# Printing Pay Statements



## Valstar (May 26, 2017)

Is any one else not able to print your pay statements any more? They removed the buttons on the pay statement at the bottom of the page that would allow you to print the statement. Control P print doesnt work either as it only prints the top of the page . Am I missing some thing here. Since we don't get pay stubs we need to be able to print these to show weekly income for many reasons. The 1099 from the previous year is not widely accepted as proof of current income. I have email support 5 times and get copy paste answers not really addressing the issue or just completely irrelevant answers to what I am asking them. One finally admitted they removed this option. Why do they not want us printing our statements? The weekly email they send is not just a link back to pay statement that you cannot print.


----------



## Bpr2 (Feb 21, 2017)

Copy screen then print the picture in black and white.


----------



## Valstar (May 26, 2017)

Bpr2 said:


> Copy screen then print the picture in black and white.

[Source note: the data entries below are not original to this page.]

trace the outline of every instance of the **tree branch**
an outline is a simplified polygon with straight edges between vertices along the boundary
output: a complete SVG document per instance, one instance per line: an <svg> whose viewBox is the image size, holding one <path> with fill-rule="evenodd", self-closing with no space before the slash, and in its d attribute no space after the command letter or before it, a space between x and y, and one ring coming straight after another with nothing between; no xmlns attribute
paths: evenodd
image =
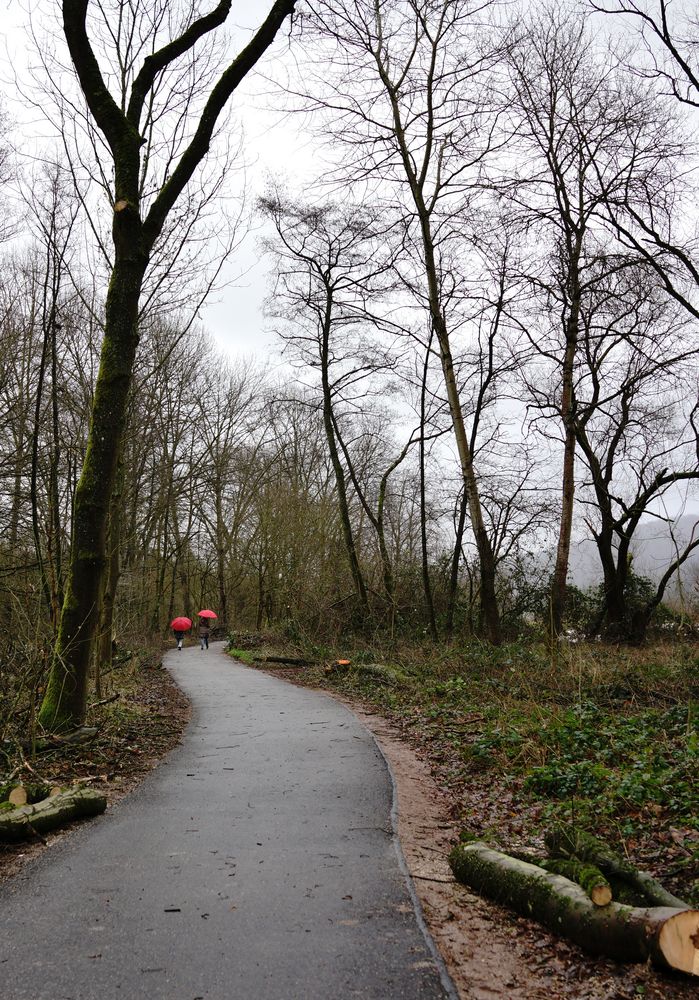
<svg viewBox="0 0 699 1000"><path fill-rule="evenodd" d="M274 41L284 20L293 13L296 0L276 0L254 38L224 71L206 102L192 141L182 154L170 179L153 202L144 221L149 246L157 239L168 212L177 201L197 166L206 155L218 117L231 94Z"/></svg>

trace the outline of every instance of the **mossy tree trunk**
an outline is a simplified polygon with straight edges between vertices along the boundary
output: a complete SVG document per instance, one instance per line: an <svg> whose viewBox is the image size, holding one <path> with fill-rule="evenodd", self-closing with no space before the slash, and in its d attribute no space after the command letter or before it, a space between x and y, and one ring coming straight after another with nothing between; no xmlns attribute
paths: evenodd
<svg viewBox="0 0 699 1000"><path fill-rule="evenodd" d="M119 576L121 574L119 536L121 534L123 489L124 463L123 459L120 458L117 464L117 483L112 491L109 512L107 572L102 592L100 633L95 657L95 689L98 698L102 697L102 674L111 669L113 659L112 635L114 632L114 608Z"/></svg>
<svg viewBox="0 0 699 1000"><path fill-rule="evenodd" d="M113 159L114 263L87 452L75 494L65 598L53 665L39 713L39 721L46 730L68 729L80 725L85 717L88 673L107 564L110 501L138 346L139 300L153 245L170 210L208 153L221 111L271 45L294 6L295 0L276 0L252 40L221 74L198 122L192 123L189 144L144 217L140 203L140 128L144 107L167 67L225 23L231 0L221 0L211 13L195 18L178 38L144 60L134 77L126 109L109 92L88 38L88 0L63 0L63 29L71 60Z"/></svg>
<svg viewBox="0 0 699 1000"><path fill-rule="evenodd" d="M136 158L138 162L137 152ZM138 346L138 303L148 262L142 229L137 205L115 211L114 270L87 452L75 492L66 594L53 667L39 713L39 722L48 730L79 725L85 717L87 679L107 565L109 509Z"/></svg>

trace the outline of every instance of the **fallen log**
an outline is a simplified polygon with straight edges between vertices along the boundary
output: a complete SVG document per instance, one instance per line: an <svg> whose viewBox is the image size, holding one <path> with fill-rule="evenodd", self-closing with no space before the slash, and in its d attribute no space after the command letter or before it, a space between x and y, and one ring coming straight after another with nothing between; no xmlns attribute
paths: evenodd
<svg viewBox="0 0 699 1000"><path fill-rule="evenodd" d="M366 680L373 680L377 684L386 684L388 687L397 687L405 680L405 675L393 667L386 667L383 663L360 663L357 665L357 673Z"/></svg>
<svg viewBox="0 0 699 1000"><path fill-rule="evenodd" d="M0 814L0 841L29 840L63 823L96 816L107 808L104 795L94 788L69 788L34 805L19 806Z"/></svg>
<svg viewBox="0 0 699 1000"><path fill-rule="evenodd" d="M282 667L312 667L317 660L304 660L299 656L253 656L255 663L278 663Z"/></svg>
<svg viewBox="0 0 699 1000"><path fill-rule="evenodd" d="M577 882L595 906L606 906L607 903L611 903L612 899L622 903L629 902L628 899L619 899L608 879L604 877L596 865L589 862L569 861L564 858L542 858L541 855L531 854L527 851L510 851L508 857L516 858L517 861L526 861L527 864L545 868L547 872L563 875L571 882Z"/></svg>
<svg viewBox="0 0 699 1000"><path fill-rule="evenodd" d="M639 871L626 858L585 830L560 824L546 833L544 841L553 857L589 861L607 877L626 882L651 906L687 906L684 900L673 896L648 872Z"/></svg>
<svg viewBox="0 0 699 1000"><path fill-rule="evenodd" d="M699 910L595 906L562 875L518 861L486 844L457 845L449 855L459 882L532 917L586 951L699 976Z"/></svg>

Thanks for the response but that still doesn't get the whole page only the top part. Also copy screen doesn't pick up the Uber logo. What it is does pick up and prints looks like a child made it and wont fly when you need to show an official proof of weekly income.

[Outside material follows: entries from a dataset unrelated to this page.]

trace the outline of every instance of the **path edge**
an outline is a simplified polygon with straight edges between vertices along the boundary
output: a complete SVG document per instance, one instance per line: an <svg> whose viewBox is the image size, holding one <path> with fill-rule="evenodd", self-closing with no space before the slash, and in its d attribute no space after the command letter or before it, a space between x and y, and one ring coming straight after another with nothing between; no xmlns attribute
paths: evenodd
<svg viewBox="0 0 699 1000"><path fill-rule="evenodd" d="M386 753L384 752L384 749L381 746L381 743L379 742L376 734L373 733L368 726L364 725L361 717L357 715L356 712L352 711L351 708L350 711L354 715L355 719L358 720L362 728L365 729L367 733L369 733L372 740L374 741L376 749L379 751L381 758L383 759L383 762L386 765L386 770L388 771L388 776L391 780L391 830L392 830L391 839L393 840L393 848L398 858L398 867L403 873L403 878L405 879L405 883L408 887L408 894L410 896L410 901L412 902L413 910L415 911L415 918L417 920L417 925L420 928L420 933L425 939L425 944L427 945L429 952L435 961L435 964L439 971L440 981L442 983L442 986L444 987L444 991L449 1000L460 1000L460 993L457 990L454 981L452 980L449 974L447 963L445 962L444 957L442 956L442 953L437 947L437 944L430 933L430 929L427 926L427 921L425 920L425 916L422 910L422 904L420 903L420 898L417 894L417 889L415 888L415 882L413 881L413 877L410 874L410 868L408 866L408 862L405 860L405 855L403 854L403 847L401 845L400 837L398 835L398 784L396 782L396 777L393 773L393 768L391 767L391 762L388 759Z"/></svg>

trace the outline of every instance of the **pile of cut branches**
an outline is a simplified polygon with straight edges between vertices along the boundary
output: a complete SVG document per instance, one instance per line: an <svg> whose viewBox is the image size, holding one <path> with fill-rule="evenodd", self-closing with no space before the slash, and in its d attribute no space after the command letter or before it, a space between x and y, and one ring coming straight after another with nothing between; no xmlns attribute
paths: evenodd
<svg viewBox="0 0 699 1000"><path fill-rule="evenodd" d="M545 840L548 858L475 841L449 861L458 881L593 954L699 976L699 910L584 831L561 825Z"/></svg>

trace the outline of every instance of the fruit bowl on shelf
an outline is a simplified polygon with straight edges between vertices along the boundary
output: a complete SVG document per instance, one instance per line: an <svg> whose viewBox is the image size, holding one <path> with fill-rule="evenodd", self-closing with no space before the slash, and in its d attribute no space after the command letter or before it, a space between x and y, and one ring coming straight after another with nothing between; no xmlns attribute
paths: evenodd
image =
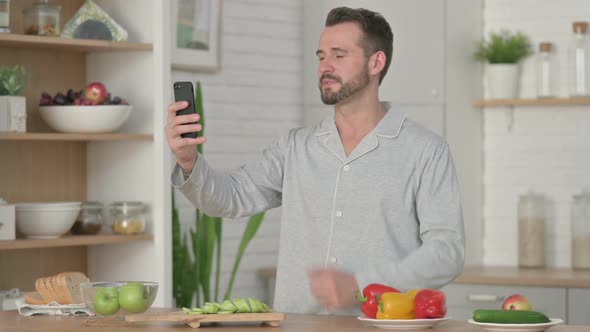
<svg viewBox="0 0 590 332"><path fill-rule="evenodd" d="M97 316L122 316L147 311L158 293L149 281L87 282L80 284L82 299Z"/></svg>
<svg viewBox="0 0 590 332"><path fill-rule="evenodd" d="M41 118L54 130L66 133L108 133L119 129L131 113L131 105L119 96L111 98L106 86L93 82L85 89L68 89L54 96L43 92Z"/></svg>
<svg viewBox="0 0 590 332"><path fill-rule="evenodd" d="M40 106L41 118L65 133L108 133L119 129L131 113L131 105Z"/></svg>

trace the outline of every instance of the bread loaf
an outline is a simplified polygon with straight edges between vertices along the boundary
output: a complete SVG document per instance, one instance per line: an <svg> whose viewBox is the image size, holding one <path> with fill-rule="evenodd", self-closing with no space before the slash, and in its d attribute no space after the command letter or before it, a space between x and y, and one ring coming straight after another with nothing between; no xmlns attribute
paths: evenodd
<svg viewBox="0 0 590 332"><path fill-rule="evenodd" d="M62 272L35 281L36 292L25 294L29 304L47 304L55 301L59 304L82 303L80 284L90 280L82 272Z"/></svg>

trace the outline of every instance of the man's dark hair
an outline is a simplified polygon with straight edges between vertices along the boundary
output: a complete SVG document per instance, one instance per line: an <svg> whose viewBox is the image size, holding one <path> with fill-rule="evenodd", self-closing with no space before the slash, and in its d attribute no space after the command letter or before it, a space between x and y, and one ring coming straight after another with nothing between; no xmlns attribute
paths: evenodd
<svg viewBox="0 0 590 332"><path fill-rule="evenodd" d="M393 53L393 32L389 23L383 15L363 8L337 7L332 9L326 17L327 27L344 22L356 22L360 25L364 34L361 47L367 58L377 51L385 53L385 66L379 76L379 84L381 84L391 64Z"/></svg>

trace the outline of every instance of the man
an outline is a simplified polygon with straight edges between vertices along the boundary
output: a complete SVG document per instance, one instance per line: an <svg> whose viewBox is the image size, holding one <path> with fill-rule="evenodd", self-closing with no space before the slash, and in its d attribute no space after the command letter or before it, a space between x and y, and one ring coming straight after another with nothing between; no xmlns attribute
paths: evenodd
<svg viewBox="0 0 590 332"><path fill-rule="evenodd" d="M292 130L256 162L209 167L181 138L196 115L168 107L166 136L177 158L173 184L205 213L240 218L282 206L275 308L313 313L354 307L369 283L402 291L438 288L463 268L464 234L448 145L380 103L393 34L365 9L335 8L316 52L322 101L334 113Z"/></svg>

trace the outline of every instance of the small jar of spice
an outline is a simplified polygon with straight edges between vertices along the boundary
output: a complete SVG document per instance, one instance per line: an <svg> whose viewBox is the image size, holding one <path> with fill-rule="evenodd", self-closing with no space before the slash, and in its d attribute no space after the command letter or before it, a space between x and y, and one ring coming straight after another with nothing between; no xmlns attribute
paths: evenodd
<svg viewBox="0 0 590 332"><path fill-rule="evenodd" d="M72 227L72 234L90 235L100 232L103 224L102 212L104 205L101 202L84 202L80 214Z"/></svg>
<svg viewBox="0 0 590 332"><path fill-rule="evenodd" d="M59 36L61 6L38 0L23 10L25 35Z"/></svg>
<svg viewBox="0 0 590 332"><path fill-rule="evenodd" d="M141 202L114 202L110 205L113 232L139 234L145 229L145 205Z"/></svg>

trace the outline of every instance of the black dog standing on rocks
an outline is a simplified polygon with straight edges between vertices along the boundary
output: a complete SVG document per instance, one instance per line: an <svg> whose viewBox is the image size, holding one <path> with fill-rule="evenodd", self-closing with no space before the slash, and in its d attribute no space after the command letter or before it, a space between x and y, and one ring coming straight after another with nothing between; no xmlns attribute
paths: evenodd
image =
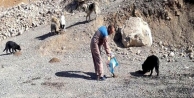
<svg viewBox="0 0 194 98"><path fill-rule="evenodd" d="M157 73L157 76L159 76L159 59L155 55L151 55L147 57L145 62L142 64L142 70L141 73L145 74L146 72L150 72L149 76L152 76L153 69L155 68L155 71Z"/></svg>
<svg viewBox="0 0 194 98"><path fill-rule="evenodd" d="M11 49L12 49L12 52L11 52ZM10 53L14 53L14 52L16 52L16 49L21 50L21 48L18 44L16 44L13 41L8 41L5 45L5 49L3 50L3 52L6 50L6 53L7 53L9 50Z"/></svg>

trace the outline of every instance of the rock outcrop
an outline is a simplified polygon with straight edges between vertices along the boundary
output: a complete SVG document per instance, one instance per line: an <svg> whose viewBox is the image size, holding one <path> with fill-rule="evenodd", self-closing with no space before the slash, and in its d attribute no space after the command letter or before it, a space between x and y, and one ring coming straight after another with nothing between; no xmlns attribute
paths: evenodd
<svg viewBox="0 0 194 98"><path fill-rule="evenodd" d="M50 23L52 15L61 13L63 7L52 1L37 1L0 11L0 40L23 34L30 28Z"/></svg>
<svg viewBox="0 0 194 98"><path fill-rule="evenodd" d="M151 46L152 35L148 24L139 17L131 17L124 24L122 43L125 47Z"/></svg>

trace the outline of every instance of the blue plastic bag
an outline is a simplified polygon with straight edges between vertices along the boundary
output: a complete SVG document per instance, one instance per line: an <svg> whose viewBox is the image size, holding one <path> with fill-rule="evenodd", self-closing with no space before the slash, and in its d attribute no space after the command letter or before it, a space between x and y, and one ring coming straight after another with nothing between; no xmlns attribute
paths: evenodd
<svg viewBox="0 0 194 98"><path fill-rule="evenodd" d="M114 74L114 68L116 66L119 66L119 63L117 61L117 59L115 57L110 59L110 63L109 63L109 70L112 74Z"/></svg>

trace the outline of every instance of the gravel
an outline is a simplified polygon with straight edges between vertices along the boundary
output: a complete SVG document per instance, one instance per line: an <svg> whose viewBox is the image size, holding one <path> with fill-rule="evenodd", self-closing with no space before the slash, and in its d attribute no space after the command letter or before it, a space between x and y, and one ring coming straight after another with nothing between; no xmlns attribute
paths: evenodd
<svg viewBox="0 0 194 98"><path fill-rule="evenodd" d="M3 51L8 40L18 43L21 55L0 55L1 98L150 98L194 97L194 60L179 55L176 49L162 49L154 42L152 47L122 48L111 40L111 47L119 62L117 78L112 78L105 66L106 81L96 81L90 53L93 35L91 24L81 23L85 13L67 15L69 28L64 34L48 36L48 24L31 28L22 35L1 41ZM94 17L94 15L92 15ZM75 25L76 22L81 24ZM160 59L160 76L140 76L141 64L151 54ZM163 57L164 55L165 58ZM60 62L49 63L52 58Z"/></svg>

Even a copy screen plug in for Chrome doesn't pick up the whole page. It cuts off where the screen is. This is not going to be accepted. Ive already been told its not an acceptable proof of current weekly income.

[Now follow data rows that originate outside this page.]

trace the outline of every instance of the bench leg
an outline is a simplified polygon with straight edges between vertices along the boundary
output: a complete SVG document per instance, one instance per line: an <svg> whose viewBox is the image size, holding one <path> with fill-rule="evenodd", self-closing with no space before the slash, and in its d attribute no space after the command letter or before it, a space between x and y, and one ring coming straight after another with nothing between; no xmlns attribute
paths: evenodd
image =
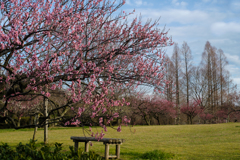
<svg viewBox="0 0 240 160"><path fill-rule="evenodd" d="M89 152L89 141L85 142L85 152Z"/></svg>
<svg viewBox="0 0 240 160"><path fill-rule="evenodd" d="M78 151L78 142L74 142L75 144L74 144L74 148L75 148L75 151L77 152Z"/></svg>
<svg viewBox="0 0 240 160"><path fill-rule="evenodd" d="M109 158L109 144L105 143L105 160Z"/></svg>
<svg viewBox="0 0 240 160"><path fill-rule="evenodd" d="M116 145L116 156L117 156L117 159L120 158L120 144Z"/></svg>

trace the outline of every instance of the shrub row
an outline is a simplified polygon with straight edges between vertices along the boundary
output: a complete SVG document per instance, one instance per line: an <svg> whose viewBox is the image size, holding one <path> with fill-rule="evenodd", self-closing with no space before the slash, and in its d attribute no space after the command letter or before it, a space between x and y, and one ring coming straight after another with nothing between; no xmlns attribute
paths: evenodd
<svg viewBox="0 0 240 160"><path fill-rule="evenodd" d="M82 148L76 152L73 146L69 146L70 151L62 151L62 143L53 145L37 144L30 140L23 145L21 142L16 150L7 143L0 145L1 160L102 160L104 159L94 151L84 152ZM123 153L124 154L124 153ZM132 154L130 154L132 155ZM134 156L134 155L133 155ZM144 154L135 154L135 159L167 160L174 158L174 154L165 153L160 150L146 152Z"/></svg>
<svg viewBox="0 0 240 160"><path fill-rule="evenodd" d="M75 152L73 146L70 151L62 151L62 143L55 143L54 146L36 144L30 140L26 145L21 142L13 150L7 143L0 145L1 160L102 160L103 157L93 151L83 152L80 148Z"/></svg>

I can print the monthly tax summary. Its our only option now it appears. However it says clearly right on top the page not an official document. So it will probably be rejected too.

This makes me ask why did they take email CSV and Download statement from us. Is it a coincidence it happened the day the new pay ToS agreement went live. I tend to think not and think they are trying to hide some thing.


----------



## Valstar (May 26, 2017)

Grand said:


> Does this post help?
> https://uberpeople.net/threads/cannot-download-print-online-pay-statement.168465/


Yes very much thank you. I did a search on the forum for this topic and it didn't find that post. I emailed support 5 different times asking whats going on not once did they tell me this. I guess the reps over seas are in the dark about most of the things which explains the copy paste answers I got or the one answer that had absolutely nothing to do with what i was asking them. I guess the language barrier gets in the way too some times.

Thank you Grand.


----------



## Bpr2 (Feb 21, 2017)

Grand said:


> Does this post help?
> https://uberpeople.net/threads/cannot-download-print-online-pay-statement.168465/


Thank you for this


----------



## IntruderGT96 (Feb 23, 2017)

I got this reply from the same question I had with Uber support. They don't even email the statements anymore either. Uber fees aren't included either and yet when you get your 1099 at the end of the year guess what's included in your gross earnings. So how are we suppose to know what we are actually making for taxable earnings???

_We recently made changes to your earnings page on your partner dashboard. With this change, you may be unable to print statement as you were in the past. We apologize for the inconvenience this has caused.

Additionally, we made some changes to make it easier to understand your earnings. On your partner dashboard, your trip page now includes fare details, including what the rider paid and Uber's Service Fee. You can also access these details by tapping "Fare Details" on the trip receipt.

For additional information, we've created this link to help explain your earnings: _

*https://www.uber.com/drive/resources/earnings/ *


----------